RAILWAY STATION AND RAILWAY LINE
North-Bohemian railway line from Most to Moldava in the Ore Mountains, which leads further to Saxony, was laid between the years 1871 and 1884. Historical materials indicated that the first train arrived in Moldava on December 6, 1884 and it was a freight train. Regular personal transportation across the border in Moldava started on Monday, May 18, 1885.
During its boom period there were 11 running railways, 5 handling railways, 34 switches, goods store, another store, 2 signal boxes, an engine shed, water station, a dock, an unloading place, 2 turntables and a large station building in the railway station in Moldava. There were a room for Czech and German dispatchers, a customs and a passport office of both countries, a restaurant and a post office. After the World War II there remained only ČSD train dispatcher, a post office and state border guards in the building. The unoccupied rooms were used as workrooms and boarding rooms for students at the training institution which operated until June 1986. Now the rooms are occupied by the Vietnamese who carry business at the border crossing. In the building there are a room for the dispatcher, a waiting room, restrooms and a restaurant.
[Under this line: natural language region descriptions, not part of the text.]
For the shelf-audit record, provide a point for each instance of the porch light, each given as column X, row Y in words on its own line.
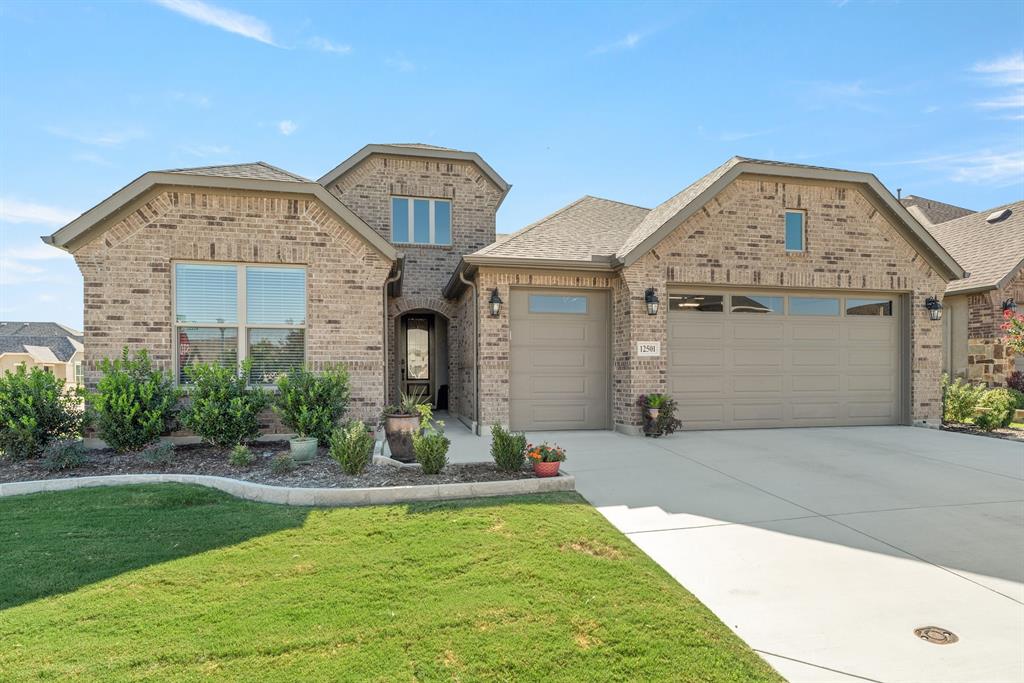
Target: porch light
column 650, row 298
column 496, row 303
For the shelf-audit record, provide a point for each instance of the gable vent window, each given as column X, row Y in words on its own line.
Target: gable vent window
column 421, row 221
column 795, row 230
column 224, row 314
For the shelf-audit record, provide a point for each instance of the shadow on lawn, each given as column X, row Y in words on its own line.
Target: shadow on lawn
column 56, row 543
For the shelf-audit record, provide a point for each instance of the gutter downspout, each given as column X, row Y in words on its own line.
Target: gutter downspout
column 387, row 283
column 476, row 350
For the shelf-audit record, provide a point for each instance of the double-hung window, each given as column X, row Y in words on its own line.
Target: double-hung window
column 225, row 313
column 421, row 221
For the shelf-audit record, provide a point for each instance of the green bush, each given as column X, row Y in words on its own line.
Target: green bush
column 431, row 450
column 223, row 410
column 960, row 399
column 999, row 404
column 241, row 457
column 311, row 403
column 282, row 464
column 508, row 449
column 134, row 402
column 352, row 446
column 36, row 409
column 64, row 455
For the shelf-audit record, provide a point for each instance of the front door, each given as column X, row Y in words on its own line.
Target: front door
column 417, row 379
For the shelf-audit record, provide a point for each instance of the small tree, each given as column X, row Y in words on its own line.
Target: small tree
column 35, row 410
column 223, row 410
column 134, row 402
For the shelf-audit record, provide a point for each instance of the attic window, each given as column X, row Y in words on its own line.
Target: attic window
column 996, row 216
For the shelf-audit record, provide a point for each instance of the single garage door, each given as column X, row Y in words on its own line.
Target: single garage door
column 560, row 357
column 742, row 359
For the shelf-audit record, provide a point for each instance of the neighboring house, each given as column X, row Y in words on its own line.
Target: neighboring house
column 48, row 345
column 786, row 295
column 990, row 247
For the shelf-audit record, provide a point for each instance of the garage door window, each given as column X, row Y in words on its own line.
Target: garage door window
column 868, row 307
column 705, row 303
column 755, row 303
column 544, row 303
column 813, row 306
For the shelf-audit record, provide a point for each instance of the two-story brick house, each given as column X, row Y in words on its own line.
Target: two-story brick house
column 764, row 294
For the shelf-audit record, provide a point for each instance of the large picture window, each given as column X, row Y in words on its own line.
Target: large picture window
column 421, row 221
column 226, row 313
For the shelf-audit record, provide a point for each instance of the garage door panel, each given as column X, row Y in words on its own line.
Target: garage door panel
column 736, row 370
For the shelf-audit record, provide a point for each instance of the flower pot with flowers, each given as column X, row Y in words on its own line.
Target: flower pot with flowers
column 546, row 459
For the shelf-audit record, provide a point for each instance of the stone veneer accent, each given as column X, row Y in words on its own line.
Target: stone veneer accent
column 368, row 189
column 127, row 274
column 737, row 240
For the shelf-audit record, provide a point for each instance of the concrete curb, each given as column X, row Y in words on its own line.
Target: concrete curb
column 306, row 497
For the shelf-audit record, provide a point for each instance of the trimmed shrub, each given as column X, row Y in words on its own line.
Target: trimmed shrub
column 508, row 449
column 65, row 455
column 960, row 399
column 352, row 446
column 999, row 404
column 311, row 403
column 35, row 409
column 241, row 457
column 223, row 410
column 134, row 402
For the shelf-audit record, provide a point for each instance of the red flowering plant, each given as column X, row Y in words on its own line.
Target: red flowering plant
column 546, row 453
column 1013, row 325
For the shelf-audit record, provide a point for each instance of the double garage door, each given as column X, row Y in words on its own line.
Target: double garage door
column 742, row 359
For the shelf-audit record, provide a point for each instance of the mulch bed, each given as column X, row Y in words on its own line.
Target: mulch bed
column 201, row 459
column 1001, row 432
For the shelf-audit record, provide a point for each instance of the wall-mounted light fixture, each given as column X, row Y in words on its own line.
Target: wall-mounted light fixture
column 496, row 303
column 650, row 298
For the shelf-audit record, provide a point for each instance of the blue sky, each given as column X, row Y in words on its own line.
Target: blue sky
column 629, row 101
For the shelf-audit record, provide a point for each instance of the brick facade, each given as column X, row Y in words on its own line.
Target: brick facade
column 127, row 274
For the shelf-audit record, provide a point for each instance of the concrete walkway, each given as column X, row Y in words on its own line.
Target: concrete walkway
column 825, row 548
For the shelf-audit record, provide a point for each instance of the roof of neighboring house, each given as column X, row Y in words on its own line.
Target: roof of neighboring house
column 600, row 230
column 415, row 150
column 45, row 342
column 257, row 176
column 589, row 227
column 931, row 212
column 991, row 251
column 259, row 170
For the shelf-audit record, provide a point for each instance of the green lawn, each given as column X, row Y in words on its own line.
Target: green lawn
column 181, row 583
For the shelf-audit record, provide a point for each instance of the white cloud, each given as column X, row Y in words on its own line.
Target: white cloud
column 226, row 19
column 16, row 211
column 325, row 45
column 107, row 138
column 1005, row 71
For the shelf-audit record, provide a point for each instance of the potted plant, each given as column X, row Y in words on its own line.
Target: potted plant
column 400, row 423
column 546, row 459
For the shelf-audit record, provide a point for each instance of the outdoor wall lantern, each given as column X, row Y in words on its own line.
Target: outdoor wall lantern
column 650, row 298
column 934, row 308
column 496, row 303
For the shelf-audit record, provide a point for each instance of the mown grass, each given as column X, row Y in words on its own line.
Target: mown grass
column 180, row 583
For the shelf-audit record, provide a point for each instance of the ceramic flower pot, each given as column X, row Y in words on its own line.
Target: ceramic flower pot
column 303, row 449
column 546, row 469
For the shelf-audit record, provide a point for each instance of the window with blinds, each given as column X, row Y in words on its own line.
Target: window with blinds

On May 7, 1945 at 5.30 p.m. the train service to Germany was stopped. Four years later the Soviet soldiers tore up circa 200 meters of railways on the German side. That was the beginning of the end. Regardless the bad state of the railways and of the train service the railway line from Louka at Litvínov to Moldava in Krušné hory has been declared a cultural monument of the Czech Republic in July 1998. Since the time there has been a mutual effort to restore the railway connection between the Czech Moldava and Saxon Holzhau.
MOUNTAIN LODGE ON BOUŘŇÁK
An author of the idea to build a mountain lodge on Bouřňák was a Dux teacher Karel Lím in 1923. The estate was obtained from the family of Lobkovice. At the beginning of June, 1927, a Prague architect Dr. Josef Hörich came to this area and together with Ing. Kolenský they measured a road and a building site. Up to November 30, 1927 a veranda was built according to a Dux architect Josef Jána.
On July 15, 1928 placing of the foundation stone was celebrated. This stone marked by a date can be found among blocks of a stone house underpinning. Furthermore, there is also a plaque to a founder of a Czech Ore Mountain hiking, Karel Lím, made by an academic sculptor, František Rábel. The lodge cost 1 million crowns and was inaugurated on June 8, 1930.